Тем не менее Светислав продолжал работать. До обеда укрыватели зерна, после обеда – Станка.
– Отлично, – говорил он, когда та входила в кабинет, будто прощал ей все, что было до этого, – продолжим.
Она опять пристраивалась на стуле, складывала на коленях руки, пальцами выщипывала ниточки из юбки или разглаживала ладонями складки и, бледная как и он, с таким же мутным, мертвым взглядом, скучным, гнусавым голосом повторяла то, что рассказывала ему раньше.

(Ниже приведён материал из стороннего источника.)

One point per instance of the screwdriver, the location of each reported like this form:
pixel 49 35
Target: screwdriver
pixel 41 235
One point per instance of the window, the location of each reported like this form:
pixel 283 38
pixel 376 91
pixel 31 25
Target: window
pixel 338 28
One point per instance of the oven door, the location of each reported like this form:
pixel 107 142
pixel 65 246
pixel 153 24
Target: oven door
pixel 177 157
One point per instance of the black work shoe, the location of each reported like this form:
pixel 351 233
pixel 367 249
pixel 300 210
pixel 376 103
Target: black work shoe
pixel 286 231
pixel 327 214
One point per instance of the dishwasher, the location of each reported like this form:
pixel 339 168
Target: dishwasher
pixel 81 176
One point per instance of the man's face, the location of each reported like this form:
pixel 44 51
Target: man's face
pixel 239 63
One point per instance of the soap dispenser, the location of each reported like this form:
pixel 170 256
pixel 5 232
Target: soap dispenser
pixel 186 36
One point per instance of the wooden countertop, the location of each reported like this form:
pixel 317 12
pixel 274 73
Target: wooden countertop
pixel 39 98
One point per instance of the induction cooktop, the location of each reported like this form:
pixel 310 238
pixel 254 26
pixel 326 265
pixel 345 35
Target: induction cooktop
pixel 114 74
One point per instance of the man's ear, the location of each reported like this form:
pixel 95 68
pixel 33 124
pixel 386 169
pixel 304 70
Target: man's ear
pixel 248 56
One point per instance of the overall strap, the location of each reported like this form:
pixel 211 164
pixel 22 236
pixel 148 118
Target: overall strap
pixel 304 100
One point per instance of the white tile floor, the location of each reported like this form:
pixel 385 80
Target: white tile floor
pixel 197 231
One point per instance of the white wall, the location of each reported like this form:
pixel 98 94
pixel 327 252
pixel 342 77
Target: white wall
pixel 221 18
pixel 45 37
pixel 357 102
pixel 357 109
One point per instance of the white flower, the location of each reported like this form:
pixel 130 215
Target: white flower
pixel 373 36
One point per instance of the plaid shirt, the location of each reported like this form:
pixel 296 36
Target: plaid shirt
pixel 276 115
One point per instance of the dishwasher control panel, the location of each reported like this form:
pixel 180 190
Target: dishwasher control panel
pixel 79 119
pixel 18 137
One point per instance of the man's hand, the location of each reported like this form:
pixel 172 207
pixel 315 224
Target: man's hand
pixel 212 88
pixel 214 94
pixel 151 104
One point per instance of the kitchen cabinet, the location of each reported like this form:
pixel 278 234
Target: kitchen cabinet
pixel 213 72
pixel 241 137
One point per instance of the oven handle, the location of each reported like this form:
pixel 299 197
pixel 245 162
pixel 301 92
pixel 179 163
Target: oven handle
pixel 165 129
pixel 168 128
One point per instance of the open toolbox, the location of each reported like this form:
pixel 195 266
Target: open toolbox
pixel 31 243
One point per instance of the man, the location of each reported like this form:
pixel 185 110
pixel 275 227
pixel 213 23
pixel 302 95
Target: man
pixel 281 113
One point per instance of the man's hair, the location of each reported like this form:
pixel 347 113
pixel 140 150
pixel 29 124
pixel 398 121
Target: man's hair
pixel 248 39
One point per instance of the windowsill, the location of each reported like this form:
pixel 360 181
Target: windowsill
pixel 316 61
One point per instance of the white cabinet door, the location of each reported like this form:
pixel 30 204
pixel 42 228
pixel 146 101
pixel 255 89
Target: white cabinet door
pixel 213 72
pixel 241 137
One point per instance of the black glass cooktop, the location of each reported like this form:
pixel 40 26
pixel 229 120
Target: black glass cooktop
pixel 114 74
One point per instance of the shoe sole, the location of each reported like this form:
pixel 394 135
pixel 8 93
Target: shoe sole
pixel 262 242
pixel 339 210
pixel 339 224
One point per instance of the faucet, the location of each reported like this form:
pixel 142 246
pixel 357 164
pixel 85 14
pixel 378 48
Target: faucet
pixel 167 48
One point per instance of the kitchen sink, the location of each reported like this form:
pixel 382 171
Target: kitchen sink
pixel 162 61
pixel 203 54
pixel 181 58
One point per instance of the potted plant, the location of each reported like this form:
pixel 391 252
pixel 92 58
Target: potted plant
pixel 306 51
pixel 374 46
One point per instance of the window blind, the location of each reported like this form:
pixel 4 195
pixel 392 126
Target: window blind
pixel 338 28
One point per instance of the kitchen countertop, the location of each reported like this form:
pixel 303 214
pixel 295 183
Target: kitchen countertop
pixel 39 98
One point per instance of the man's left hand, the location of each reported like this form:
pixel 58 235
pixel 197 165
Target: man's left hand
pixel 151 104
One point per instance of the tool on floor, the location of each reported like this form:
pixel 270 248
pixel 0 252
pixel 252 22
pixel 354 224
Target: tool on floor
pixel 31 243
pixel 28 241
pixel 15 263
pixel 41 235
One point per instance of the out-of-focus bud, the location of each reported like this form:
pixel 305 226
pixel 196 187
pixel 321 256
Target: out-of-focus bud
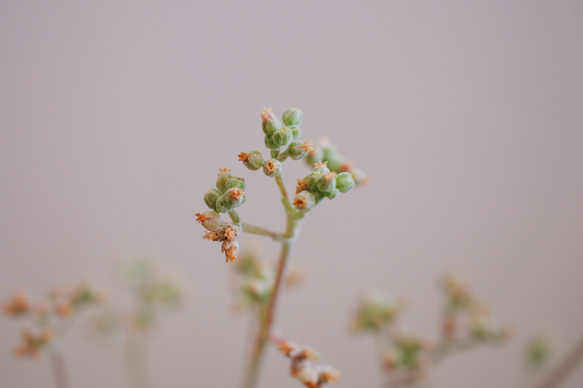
pixel 235 182
pixel 327 182
pixel 272 168
pixel 282 137
pixel 270 122
pixel 292 117
pixel 210 220
pixel 344 182
pixel 235 197
pixel 253 160
pixel 222 178
pixel 297 150
pixel 211 196
pixel 304 201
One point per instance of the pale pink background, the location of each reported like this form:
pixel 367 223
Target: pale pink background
pixel 115 117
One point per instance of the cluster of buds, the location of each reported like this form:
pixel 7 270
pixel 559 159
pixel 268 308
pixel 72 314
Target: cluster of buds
pixel 466 316
pixel 48 315
pixel 278 135
pixel 228 195
pixel 326 152
pixel 153 290
pixel 376 312
pixel 304 365
pixel 319 184
pixel 254 278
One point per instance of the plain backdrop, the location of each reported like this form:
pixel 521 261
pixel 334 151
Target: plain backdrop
pixel 116 115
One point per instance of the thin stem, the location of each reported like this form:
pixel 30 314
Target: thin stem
pixel 59 370
pixel 252 229
pixel 292 232
pixel 135 363
pixel 284 198
pixel 557 375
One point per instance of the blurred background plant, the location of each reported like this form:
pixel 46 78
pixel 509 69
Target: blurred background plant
pixel 154 292
pixel 47 321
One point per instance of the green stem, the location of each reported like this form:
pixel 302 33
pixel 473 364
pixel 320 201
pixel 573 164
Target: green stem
pixel 252 229
pixel 292 232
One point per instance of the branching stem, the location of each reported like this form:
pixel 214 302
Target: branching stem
pixel 266 318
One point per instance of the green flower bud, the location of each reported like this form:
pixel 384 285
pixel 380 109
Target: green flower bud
pixel 222 205
pixel 222 178
pixel 327 182
pixel 297 150
pixel 282 137
pixel 304 201
pixel 292 117
pixel 235 181
pixel 253 160
pixel 312 181
pixel 270 122
pixel 211 196
pixel 269 143
pixel 235 197
pixel 272 168
pixel 332 194
pixel 344 182
pixel 296 131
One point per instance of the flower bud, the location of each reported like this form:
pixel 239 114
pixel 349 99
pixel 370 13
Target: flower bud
pixel 297 150
pixel 235 181
pixel 270 144
pixel 296 131
pixel 222 178
pixel 211 196
pixel 292 117
pixel 327 182
pixel 304 201
pixel 235 197
pixel 272 168
pixel 344 182
pixel 253 160
pixel 282 137
pixel 222 205
pixel 270 122
pixel 332 194
pixel 210 220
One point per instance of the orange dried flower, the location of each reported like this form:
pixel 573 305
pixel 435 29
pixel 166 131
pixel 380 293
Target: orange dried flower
pixel 301 186
pixel 200 218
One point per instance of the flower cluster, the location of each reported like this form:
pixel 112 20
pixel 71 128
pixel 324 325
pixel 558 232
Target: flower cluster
pixel 407 357
pixel 319 184
pixel 467 316
pixel 376 311
pixel 228 195
pixel 326 152
pixel 49 315
pixel 304 365
pixel 153 290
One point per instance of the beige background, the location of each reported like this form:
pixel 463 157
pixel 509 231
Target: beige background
pixel 115 117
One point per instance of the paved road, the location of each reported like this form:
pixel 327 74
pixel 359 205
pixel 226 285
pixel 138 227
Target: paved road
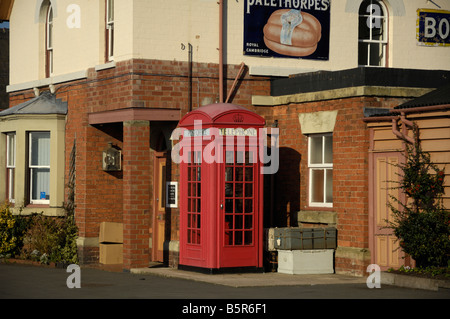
pixel 31 282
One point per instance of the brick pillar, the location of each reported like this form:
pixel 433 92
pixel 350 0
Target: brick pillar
pixel 136 193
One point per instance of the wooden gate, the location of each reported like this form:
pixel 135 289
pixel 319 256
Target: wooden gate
pixel 385 249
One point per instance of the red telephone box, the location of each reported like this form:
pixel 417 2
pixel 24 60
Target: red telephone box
pixel 221 186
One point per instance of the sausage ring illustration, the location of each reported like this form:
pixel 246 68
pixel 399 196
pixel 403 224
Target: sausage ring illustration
pixel 292 33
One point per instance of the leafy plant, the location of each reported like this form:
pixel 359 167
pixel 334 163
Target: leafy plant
pixel 423 224
pixel 12 231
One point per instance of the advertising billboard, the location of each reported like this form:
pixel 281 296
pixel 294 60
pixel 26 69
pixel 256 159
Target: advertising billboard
pixel 433 27
pixel 287 28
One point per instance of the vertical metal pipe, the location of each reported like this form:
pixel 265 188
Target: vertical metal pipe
pixel 220 51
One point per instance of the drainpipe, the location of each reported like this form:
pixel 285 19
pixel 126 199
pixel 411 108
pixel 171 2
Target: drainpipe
pixel 220 51
pixel 400 135
pixel 235 82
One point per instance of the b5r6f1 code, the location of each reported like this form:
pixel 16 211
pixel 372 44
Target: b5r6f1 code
pixel 238 308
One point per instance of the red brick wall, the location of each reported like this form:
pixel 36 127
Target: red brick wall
pixel 350 169
pixel 111 196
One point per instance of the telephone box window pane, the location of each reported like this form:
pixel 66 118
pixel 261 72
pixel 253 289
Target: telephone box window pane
pixel 249 174
pixel 239 174
pixel 238 222
pixel 248 238
pixel 194 198
pixel 249 159
pixel 249 206
pixel 228 189
pixel 228 221
pixel 248 190
pixel 238 190
pixel 229 174
pixel 229 206
pixel 229 157
pixel 239 157
pixel 238 206
pixel 238 238
pixel 239 198
pixel 248 222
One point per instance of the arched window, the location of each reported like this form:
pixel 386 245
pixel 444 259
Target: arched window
pixel 372 34
pixel 49 42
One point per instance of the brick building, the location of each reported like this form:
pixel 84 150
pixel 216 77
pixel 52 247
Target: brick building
pixel 124 80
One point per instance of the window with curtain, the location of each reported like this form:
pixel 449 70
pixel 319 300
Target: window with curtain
pixel 373 33
pixel 39 167
pixel 109 30
pixel 10 165
pixel 320 164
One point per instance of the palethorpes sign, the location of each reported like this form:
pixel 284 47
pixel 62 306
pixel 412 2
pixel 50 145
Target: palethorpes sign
pixel 287 28
pixel 224 139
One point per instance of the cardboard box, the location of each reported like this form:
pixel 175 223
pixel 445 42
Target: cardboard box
pixel 111 233
pixel 296 262
pixel 111 254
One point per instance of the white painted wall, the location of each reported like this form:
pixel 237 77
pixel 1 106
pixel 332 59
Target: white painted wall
pixel 157 29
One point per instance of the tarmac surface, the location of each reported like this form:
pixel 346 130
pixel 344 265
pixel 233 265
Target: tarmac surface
pixel 179 290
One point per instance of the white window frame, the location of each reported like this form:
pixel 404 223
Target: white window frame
pixel 110 30
pixel 49 39
pixel 368 17
pixel 10 165
pixel 33 167
pixel 326 167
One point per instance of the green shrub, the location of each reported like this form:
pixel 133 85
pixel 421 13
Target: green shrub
pixel 422 225
pixel 12 231
pixel 51 239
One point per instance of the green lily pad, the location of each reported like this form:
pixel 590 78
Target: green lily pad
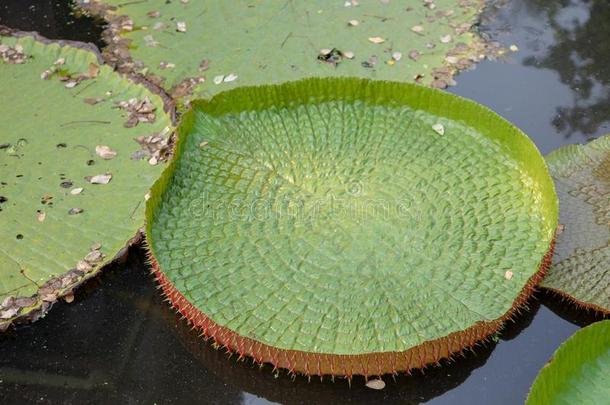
pixel 579 372
pixel 346 226
pixel 71 194
pixel 239 43
pixel 581 264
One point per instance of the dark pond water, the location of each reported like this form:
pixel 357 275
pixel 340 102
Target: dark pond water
pixel 119 343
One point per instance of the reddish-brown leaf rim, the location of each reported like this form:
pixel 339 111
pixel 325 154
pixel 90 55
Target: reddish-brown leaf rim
pixel 368 364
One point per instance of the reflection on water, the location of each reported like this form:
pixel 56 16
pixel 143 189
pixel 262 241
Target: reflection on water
pixel 120 343
pixel 51 18
pixel 557 86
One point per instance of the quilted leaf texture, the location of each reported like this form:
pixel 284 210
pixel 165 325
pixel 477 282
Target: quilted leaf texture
pixel 200 48
pixel 329 226
pixel 579 372
pixel 581 264
pixel 64 209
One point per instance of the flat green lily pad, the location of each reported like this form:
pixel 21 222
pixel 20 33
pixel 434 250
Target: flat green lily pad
pixel 345 226
pixel 71 192
pixel 579 372
pixel 206 47
pixel 581 265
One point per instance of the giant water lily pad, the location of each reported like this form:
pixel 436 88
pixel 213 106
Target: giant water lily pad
pixel 581 264
pixel 71 193
pixel 233 43
pixel 579 372
pixel 345 226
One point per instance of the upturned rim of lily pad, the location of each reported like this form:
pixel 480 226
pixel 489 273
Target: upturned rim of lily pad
pixel 316 89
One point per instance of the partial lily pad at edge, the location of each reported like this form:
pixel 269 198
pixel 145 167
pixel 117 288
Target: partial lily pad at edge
pixel 327 226
pixel 579 372
pixel 73 176
pixel 581 264
pixel 198 49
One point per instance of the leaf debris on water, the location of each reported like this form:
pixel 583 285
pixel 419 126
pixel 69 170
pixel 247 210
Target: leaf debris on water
pixel 91 100
pixel 12 55
pixel 376 384
pixel 166 65
pixel 105 152
pixel 439 128
pixel 139 111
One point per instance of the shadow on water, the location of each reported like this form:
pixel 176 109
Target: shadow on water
pixel 118 342
pixel 557 86
pixel 581 36
pixel 53 19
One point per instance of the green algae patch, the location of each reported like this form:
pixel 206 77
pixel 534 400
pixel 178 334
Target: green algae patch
pixel 581 265
pixel 71 188
pixel 347 226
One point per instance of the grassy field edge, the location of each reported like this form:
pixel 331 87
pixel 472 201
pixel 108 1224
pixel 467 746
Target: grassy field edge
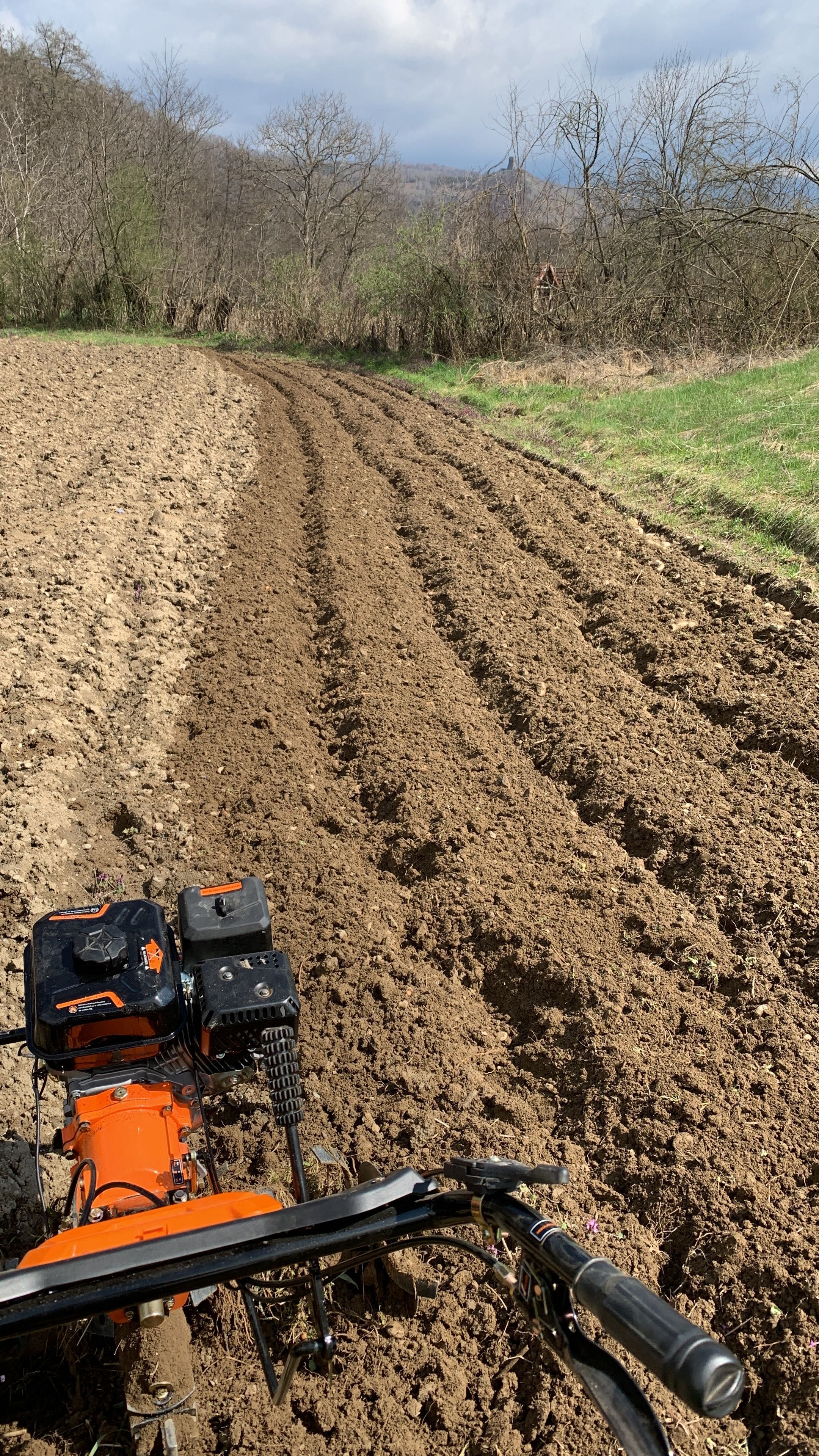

Переписывается с мужем; пишет ему, что жить трудно, просит слать ей посылки; о том, что жить трудно, говорила с соседкой Живкой, фамилию ее не знает (Светислав решительно кивал головой, а про себя восклицал: «Станойчич, идиотка!»), с Ресой и Персой, с ними говорила о том, что в лавках ничего нет, например соли; еще говорили о том, что нет сахара, и вообще продукты можно получить только по карточкам. А почему до войны сахара можно было купить сколько хочешь и без всяких карточек? И в промтоварных магазинах тоже почти ничего нет, один только партизанский ситец, который гроша ломаного не стоит.
Со временем у него появилось стойкое ощущение, будто глаза ему подвели жирным химическим карандашом. От этого кожа вокруг них, казалось, собралась морщинами и отвисла мешочками, словно он годами ходил в очках. Он страдал от постоянного желания умыться, им овладевала дрожь, и он принимался сильно тереть ладонью лицо и глаза, будто избавляясь от налипших на них волос. И это еще больше раздражало его.